Written by the legendary Hayao Miyazaki (“Spirited Away”) and directed by Goro Miyazaki, “Poppy Hill” marks the first collaboration between father and son after they had a brief falling out when Goro decided to helm “Earthsea” and Hayao didn’t believe he was ready. However, the elder master had no objections to his son directing a more grounded and cross-generational story of Japan in transition as it prepares for the 1964 Tokyo Olympics.

While less fantastical than the typical Miyazaki movie, “Poppy Hill” is no less elegiac about honoring beauty, friendship, and tradition. The quaint Yokohama seaside town circa 1963 is the backdrop of a high school couple’s budding romance. The misty harbor, sun-drenched gardens, friendly shops and markets stand in glorious contrast to the changing times around them: hellish traffic, unstoppable industrialization, and ugly pollution. Thus, it’s as much about Japan’s loss of innocence as theirs.

As Hayao notes in his treatment, “People had no money but they had hope.” The movie takes place on top of a hill where development has not yet encroached. Umi, an 11th grader, runs a boarding house in a grand old mansion and continues to hoist signal flags everyday in honor of her late father, who died at sea. She meets Shun, the editor of the school paper, and they immediately become kindred spirits. Together they attempt to save a dilapidated Meiji-era clubhouse from demolition.

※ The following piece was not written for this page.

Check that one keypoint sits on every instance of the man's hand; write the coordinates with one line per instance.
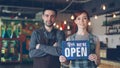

At the same time, they try to solve a bizarre mystery surrounding their births– that threatens their romance.

In true Miyazaki fashion, the inner and outer worlds are in conflict, but there’s nothing fantastical here — “Poppy Hill” evokes an actual time and place like no other Ghibli movie. And when Umi and Shun rush down the hill on his bike, it’s as thrilling as any of his famous flying scenes.

But even though “Poppy Hill” is more dramatically straightforward than other Miyazaki movies, its use of animation is no less detailed, and the period pop music (particularly “Sukiyaki”) provides an upbeat mood. The clubhouse, for example, is so richly textured and crammed with mounds of debris, and, yet, when cleaned up it stands as a metaphor for everything worth preserving here.

Once again, thanks to the Miyazakis and the dedicated Ghibli animators, we’re reminded of the graphic power and painterly beauty of hand-drawn animation in “Poppy Hill.” There’s nothing quite like it in depicting period and atmosphere so impressionistically and palpably.

Oscar-winning sound designer Gary Rydstrom directed the English language version from a script adaptation by Karey Kirkpatrick. Frank Marshall and Kathleen Kennedy executive produced. Voice talent includes Sarah Bolger (Umi) and Anton Yelchin (Shun), Gillian Anderson, Beau Bridges, Jamie Lee Curtis, Bruce Dern, Christina Hendricks, Ron Howard, Chris Noth, and Aubrey Plaza.